Articles about clean eating, juice cleanses, veganism, the Paleo diet, low-carb eating and countless others are everywhere these days, making it difficult to know just what exactly to eat. Everyone has a friend who swears by one eating style or another, and people who are able to stick with a diet get endless praise about their willpower and lifestyle.

But dieting can hide a new kind of eating disorder. Studies show that some people, in an attempt to become healthy, develop an obsession around healthy eating that, like anorexia, can impact health and wellness. Called orthorexia, it is the slow elimination of foods from the diet which affects the ability to eat normally.

A person with orthorexia is focused on defining and strictly maintaining a perfect diet. Orthorexia may manifest as an aversion to foods with artificial ingredients, non-organic foods or GMO foods. It can extend to foods containing sugar, fat, salt, dairy or other ingredients the person might consider unhealthy.

“Orthorexia is an insidious condition,” said Claire St John, a Registered Dietitian at Bright Road Recovery in Claremont, CA. “Healthy eaters get all kinds of positive feedback from friends and family about how great their diet is and how admirable their willpower is. This can lead to further food elimination until there are very few ‘okay’ foods, resulting in food fixation, inability to eat with others and, at worst, nutrient deficiencies and dangerously low body weight.”

Bright Road Recovery, an outpatient eating disorder treatment center in Claremont Village, is well placed to address orthorexia with its new Health & Wellness program, offering nutrition and fitness counseling that rejects the diet hype and helps clients meet their goals without sacrificing their health or enjoyment of food.

“Our Health & Wellness program is tailored to each client,” said Tamson Overholtzer, Bright Road Recovery’s Executive Director. “We start with professional nutritional counseling, and then depending on a client’s needs, we may suggest other resources to support any areas of concern. It’s a healthy way for clients to achieve their goals without slipping into a problem they didn’t see coming.”
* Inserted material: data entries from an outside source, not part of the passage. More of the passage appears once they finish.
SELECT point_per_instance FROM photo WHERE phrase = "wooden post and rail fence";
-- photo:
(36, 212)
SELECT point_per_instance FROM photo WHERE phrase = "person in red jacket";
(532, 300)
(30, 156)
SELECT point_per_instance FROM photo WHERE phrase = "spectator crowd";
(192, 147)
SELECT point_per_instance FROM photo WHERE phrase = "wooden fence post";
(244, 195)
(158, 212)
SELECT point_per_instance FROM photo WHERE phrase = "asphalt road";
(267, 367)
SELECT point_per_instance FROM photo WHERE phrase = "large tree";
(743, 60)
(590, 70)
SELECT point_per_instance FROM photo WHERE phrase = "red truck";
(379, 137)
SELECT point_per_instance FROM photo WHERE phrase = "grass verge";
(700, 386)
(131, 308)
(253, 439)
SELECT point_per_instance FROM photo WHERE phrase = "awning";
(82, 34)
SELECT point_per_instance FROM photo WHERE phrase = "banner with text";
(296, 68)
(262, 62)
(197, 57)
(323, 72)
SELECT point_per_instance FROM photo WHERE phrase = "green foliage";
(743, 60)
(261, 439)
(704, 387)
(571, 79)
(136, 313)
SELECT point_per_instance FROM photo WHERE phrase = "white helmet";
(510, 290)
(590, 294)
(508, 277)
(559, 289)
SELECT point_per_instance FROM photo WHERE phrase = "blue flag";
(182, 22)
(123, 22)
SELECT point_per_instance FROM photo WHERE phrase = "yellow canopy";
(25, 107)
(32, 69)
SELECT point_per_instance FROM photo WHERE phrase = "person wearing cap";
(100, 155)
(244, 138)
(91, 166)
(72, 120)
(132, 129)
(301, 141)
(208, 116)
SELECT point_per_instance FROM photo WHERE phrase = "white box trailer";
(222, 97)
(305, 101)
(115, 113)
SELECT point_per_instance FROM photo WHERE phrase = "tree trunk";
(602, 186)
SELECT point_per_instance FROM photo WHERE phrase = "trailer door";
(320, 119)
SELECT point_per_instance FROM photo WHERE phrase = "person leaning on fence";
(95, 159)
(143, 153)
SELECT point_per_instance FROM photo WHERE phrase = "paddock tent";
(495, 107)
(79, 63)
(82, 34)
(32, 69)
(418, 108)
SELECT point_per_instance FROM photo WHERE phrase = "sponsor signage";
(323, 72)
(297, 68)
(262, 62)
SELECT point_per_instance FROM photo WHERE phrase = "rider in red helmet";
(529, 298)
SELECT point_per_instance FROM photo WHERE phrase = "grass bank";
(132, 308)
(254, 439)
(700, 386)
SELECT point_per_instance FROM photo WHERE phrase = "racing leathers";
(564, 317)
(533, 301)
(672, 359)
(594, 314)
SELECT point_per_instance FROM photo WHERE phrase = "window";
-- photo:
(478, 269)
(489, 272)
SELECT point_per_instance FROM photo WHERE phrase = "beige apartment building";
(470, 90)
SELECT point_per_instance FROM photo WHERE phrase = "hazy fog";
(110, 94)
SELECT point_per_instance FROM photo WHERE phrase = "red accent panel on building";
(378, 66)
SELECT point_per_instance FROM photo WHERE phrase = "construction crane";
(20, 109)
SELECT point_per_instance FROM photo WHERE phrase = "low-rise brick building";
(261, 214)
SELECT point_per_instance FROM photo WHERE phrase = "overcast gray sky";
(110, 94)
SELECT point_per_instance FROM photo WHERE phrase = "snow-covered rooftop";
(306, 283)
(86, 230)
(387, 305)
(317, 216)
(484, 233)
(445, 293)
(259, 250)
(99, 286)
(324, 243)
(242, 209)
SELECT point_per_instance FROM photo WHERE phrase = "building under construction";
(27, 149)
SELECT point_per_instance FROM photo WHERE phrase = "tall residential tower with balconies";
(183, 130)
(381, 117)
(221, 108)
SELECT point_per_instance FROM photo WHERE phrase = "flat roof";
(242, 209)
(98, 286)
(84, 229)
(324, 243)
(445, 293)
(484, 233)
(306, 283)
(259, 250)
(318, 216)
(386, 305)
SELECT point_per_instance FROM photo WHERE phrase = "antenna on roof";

Bright Road Recovery is the first outpatient eating disorder program in our area to make general nutritional counseling available outside of the eating disorder treatment program.

“Our expanded services meet the needs of clients who are stepping down from higher levels of care or who are looking for nutritional guidance unrelated to eating disorders, but with an eye toward protecting against developing disordered eating habits”, Overholtzer said.